Other annuities include single premium deferred annuities, commonly known as SPDAs and charitable gift annuities. These both have tax conditions that make them unique from the others. Single premium deferred annuities are commonly used in retirement because they can be purchased with a lump sum but payouts are not taxed until payment arrives at a later date. Charitable gift annuities are generally a contract between you and a foundation or university where you make a large donation in exchange for future payouts at a fixed interest rate. For these you need to specify whether you want an immediate annuity or an SPDA based on tax conditions.
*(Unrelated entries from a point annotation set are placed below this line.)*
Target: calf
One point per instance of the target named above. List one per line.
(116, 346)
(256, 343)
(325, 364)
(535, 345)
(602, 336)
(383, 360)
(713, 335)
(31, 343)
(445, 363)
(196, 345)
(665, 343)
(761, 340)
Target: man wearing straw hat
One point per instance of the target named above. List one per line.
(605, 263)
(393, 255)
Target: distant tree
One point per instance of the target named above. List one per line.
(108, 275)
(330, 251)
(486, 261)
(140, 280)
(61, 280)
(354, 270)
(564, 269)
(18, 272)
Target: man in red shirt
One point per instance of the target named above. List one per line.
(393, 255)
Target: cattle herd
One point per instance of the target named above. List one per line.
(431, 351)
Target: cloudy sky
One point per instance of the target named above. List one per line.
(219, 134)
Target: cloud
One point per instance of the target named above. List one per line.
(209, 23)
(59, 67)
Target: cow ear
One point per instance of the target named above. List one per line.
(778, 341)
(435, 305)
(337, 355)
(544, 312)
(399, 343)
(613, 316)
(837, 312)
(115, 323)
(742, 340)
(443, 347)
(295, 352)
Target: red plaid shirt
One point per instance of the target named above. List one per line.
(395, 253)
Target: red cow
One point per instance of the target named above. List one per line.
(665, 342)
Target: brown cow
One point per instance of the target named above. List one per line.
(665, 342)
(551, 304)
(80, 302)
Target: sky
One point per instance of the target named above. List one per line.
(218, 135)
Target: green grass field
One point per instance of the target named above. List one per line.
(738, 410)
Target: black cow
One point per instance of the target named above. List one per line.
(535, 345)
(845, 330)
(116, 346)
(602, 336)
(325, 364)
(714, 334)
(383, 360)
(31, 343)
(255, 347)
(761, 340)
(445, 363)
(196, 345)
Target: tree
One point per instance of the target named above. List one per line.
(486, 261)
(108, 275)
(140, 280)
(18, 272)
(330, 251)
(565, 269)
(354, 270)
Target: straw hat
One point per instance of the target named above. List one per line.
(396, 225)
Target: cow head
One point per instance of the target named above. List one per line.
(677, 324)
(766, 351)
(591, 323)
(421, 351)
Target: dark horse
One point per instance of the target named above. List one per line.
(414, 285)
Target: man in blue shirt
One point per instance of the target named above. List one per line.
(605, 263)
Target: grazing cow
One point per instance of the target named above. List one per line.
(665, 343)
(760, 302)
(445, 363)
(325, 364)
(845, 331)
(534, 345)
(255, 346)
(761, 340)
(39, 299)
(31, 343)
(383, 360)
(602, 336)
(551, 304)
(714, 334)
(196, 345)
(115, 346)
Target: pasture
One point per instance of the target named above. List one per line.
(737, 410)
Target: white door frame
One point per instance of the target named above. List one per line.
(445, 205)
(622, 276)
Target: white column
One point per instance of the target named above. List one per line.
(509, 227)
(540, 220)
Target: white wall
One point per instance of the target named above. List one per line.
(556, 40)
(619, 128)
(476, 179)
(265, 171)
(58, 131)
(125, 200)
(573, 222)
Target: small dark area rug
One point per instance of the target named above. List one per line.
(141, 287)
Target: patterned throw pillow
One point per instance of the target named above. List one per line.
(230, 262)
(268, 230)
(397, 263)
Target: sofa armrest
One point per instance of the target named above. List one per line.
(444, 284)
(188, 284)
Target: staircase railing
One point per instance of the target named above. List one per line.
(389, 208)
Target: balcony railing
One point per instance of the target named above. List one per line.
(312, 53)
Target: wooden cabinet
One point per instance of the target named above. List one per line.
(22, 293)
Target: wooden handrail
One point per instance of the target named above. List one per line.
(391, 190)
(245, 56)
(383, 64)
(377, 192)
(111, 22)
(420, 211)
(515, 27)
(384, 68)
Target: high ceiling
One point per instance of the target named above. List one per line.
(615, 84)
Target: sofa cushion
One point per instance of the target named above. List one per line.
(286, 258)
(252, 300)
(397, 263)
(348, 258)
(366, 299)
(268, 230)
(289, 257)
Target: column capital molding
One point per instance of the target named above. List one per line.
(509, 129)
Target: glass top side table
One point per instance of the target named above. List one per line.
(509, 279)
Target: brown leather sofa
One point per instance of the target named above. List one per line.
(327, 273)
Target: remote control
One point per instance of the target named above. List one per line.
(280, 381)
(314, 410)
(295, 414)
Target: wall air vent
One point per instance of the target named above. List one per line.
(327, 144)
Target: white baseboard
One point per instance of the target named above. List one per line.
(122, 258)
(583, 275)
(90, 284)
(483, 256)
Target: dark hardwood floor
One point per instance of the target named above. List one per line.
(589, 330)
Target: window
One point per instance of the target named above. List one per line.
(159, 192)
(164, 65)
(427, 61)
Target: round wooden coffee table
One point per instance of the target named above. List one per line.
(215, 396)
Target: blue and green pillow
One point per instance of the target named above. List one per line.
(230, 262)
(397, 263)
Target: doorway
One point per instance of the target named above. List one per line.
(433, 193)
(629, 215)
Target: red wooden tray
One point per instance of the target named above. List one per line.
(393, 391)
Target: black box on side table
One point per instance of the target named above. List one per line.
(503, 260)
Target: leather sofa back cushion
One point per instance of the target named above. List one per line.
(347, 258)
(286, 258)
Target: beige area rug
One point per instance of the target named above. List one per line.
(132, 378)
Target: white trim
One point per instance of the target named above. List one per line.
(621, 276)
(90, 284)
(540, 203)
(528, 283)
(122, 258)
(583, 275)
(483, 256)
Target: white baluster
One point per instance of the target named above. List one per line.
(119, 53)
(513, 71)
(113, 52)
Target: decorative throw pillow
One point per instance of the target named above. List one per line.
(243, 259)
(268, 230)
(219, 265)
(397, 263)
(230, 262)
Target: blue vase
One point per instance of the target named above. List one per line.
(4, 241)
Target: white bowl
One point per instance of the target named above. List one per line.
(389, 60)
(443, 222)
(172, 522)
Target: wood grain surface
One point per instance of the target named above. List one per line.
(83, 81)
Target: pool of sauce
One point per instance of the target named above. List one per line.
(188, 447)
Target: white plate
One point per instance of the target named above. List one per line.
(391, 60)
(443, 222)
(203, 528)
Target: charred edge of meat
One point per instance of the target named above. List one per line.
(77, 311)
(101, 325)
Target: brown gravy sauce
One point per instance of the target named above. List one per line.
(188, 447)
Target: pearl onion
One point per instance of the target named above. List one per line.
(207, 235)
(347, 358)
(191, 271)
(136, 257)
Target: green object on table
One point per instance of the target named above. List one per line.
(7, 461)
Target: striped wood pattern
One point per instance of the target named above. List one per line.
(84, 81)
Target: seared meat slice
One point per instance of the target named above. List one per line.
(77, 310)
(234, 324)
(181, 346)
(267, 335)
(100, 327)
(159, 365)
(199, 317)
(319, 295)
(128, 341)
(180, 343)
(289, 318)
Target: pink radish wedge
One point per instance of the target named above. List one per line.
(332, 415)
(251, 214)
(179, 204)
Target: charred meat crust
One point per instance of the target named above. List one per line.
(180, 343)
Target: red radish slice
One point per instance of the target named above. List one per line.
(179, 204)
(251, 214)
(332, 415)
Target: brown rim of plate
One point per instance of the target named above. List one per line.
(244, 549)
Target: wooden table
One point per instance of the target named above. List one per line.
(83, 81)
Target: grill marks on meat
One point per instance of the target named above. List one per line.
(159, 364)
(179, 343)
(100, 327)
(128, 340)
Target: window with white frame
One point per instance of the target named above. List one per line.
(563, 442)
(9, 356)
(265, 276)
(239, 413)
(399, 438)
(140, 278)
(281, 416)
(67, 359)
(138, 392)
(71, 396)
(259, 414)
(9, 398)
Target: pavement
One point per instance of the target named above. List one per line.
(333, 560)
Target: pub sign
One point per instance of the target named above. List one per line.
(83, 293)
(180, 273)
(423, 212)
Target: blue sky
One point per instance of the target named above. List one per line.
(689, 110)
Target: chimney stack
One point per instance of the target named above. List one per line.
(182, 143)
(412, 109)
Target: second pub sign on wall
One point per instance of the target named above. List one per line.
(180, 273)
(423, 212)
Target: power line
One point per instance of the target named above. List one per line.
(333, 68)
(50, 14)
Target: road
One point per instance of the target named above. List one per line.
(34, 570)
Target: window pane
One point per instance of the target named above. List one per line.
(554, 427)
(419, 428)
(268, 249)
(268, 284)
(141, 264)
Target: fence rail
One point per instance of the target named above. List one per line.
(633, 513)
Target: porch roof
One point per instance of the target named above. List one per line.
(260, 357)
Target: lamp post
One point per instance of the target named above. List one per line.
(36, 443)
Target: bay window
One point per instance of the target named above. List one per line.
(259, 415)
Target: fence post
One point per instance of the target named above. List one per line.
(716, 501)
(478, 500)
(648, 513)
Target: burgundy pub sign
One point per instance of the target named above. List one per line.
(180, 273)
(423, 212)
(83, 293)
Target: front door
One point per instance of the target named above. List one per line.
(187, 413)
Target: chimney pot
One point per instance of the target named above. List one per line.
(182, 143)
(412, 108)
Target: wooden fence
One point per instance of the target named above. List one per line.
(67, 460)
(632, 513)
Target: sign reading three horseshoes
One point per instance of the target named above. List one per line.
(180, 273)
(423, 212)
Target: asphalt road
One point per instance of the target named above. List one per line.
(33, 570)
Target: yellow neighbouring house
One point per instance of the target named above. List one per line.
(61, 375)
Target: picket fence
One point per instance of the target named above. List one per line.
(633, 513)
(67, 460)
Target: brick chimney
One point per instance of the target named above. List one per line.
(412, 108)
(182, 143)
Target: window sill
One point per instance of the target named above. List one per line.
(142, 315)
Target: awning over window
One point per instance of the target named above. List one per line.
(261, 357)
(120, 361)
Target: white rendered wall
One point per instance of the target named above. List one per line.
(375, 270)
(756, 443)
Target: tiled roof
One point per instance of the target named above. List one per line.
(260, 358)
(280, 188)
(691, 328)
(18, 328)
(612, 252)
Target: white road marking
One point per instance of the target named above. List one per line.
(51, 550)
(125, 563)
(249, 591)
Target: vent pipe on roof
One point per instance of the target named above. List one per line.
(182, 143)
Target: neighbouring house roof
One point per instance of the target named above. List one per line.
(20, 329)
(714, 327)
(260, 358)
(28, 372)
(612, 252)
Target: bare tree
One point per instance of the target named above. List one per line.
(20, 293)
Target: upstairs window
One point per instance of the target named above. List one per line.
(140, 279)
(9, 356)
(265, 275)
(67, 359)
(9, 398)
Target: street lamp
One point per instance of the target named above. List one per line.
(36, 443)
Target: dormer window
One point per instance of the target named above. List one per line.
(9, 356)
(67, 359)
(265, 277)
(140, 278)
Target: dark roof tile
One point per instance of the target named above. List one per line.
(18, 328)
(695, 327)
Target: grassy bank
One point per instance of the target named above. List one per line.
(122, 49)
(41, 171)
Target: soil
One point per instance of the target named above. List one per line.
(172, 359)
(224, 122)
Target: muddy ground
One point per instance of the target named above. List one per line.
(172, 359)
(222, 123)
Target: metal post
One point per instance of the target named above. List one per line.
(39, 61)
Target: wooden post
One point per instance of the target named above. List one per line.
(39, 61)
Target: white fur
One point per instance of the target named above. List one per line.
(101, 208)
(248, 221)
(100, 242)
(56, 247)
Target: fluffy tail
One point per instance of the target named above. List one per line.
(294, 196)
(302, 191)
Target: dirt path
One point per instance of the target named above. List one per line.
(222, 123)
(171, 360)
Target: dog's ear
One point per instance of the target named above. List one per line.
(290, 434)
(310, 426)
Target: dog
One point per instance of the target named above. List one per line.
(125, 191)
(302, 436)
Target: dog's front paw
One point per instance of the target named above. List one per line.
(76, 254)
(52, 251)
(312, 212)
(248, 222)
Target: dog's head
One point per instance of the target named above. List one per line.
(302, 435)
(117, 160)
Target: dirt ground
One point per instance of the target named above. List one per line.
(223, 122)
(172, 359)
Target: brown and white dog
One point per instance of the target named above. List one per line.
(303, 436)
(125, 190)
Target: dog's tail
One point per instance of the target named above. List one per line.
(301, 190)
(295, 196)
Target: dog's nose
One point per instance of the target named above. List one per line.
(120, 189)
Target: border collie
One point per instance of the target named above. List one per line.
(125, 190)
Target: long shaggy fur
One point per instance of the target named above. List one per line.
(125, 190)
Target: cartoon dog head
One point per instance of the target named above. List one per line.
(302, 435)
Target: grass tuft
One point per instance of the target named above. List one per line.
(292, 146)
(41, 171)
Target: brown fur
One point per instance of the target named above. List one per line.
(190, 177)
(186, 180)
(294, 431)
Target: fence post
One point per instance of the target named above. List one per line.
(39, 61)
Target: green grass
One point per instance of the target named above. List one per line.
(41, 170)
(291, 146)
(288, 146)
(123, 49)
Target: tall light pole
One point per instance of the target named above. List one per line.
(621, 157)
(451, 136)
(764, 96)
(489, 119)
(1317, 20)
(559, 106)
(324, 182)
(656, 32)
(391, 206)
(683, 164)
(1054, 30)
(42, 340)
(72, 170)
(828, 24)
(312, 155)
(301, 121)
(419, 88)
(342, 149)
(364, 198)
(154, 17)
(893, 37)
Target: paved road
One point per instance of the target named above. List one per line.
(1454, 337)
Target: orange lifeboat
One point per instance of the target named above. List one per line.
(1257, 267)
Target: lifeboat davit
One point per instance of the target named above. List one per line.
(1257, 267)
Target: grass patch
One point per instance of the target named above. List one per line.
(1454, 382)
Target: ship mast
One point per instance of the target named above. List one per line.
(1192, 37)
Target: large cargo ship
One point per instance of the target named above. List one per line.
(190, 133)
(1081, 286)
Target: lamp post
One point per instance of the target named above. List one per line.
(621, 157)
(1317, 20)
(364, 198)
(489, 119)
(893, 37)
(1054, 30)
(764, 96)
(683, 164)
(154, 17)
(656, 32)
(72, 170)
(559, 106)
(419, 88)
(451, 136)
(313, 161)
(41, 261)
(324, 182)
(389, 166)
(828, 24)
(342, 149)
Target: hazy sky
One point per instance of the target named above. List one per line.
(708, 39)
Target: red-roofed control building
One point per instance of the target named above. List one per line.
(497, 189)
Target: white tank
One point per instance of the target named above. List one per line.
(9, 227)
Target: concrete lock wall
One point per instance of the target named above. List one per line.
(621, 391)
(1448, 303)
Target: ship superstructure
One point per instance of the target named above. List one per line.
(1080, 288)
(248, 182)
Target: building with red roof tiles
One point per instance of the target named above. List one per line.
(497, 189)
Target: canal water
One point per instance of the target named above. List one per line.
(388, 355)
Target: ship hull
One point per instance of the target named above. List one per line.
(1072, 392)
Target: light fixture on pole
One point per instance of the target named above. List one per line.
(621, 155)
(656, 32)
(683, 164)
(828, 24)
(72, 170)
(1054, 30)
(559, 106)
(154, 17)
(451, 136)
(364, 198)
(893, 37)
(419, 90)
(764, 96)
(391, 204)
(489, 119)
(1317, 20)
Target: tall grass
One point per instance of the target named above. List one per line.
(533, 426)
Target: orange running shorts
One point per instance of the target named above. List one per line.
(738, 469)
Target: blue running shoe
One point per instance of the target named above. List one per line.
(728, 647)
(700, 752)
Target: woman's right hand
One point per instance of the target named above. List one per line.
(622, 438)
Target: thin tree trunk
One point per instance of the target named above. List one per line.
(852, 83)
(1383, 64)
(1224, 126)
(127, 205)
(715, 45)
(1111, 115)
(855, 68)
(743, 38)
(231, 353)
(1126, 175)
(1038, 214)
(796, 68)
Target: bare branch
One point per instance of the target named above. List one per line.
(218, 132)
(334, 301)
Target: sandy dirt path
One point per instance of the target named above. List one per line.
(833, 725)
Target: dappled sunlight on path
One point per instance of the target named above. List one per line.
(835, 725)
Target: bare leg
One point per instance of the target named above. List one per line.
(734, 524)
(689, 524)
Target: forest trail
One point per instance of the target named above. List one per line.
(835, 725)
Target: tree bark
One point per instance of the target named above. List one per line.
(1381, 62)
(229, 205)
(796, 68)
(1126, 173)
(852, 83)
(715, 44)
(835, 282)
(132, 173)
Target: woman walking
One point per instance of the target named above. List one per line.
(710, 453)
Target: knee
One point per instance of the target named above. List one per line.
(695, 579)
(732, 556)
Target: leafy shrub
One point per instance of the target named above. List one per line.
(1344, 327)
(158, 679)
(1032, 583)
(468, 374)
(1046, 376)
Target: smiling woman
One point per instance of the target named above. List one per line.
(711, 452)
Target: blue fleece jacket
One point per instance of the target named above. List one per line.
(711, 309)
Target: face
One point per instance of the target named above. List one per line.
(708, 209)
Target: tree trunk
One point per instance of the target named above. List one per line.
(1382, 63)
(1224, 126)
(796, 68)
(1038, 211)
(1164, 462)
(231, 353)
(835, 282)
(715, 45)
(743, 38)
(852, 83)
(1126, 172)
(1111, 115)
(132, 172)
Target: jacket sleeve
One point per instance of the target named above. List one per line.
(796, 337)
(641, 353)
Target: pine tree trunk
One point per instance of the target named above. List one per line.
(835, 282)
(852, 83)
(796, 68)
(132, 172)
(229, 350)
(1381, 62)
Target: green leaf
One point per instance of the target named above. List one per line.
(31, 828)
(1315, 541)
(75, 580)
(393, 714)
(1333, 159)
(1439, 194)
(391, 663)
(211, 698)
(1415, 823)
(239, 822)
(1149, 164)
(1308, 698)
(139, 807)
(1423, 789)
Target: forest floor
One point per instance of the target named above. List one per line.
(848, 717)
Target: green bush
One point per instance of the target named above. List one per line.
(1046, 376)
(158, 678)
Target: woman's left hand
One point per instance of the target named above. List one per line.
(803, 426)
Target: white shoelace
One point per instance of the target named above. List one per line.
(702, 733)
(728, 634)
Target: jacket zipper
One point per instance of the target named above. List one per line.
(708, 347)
There are many benefits for owning annuities in an insurance company. Most importantly, they provide guaranteed payments for the rest of your life, insuring you for disability or retirement. You can modify the terms of you annuity to span longer than your entire life, assuring that you will always receive payment at your fixed rate and you can even do so without a physical exam; annuities are not connected to the state of your health. Finally, taxes on annuities are usually put off until you have received the actual payment, which means you can make interest on the annuity and then on the money you receive before taxes. Annuities are an important part of any financial plan, so talk to your insurance company about investing in this dependable source of income.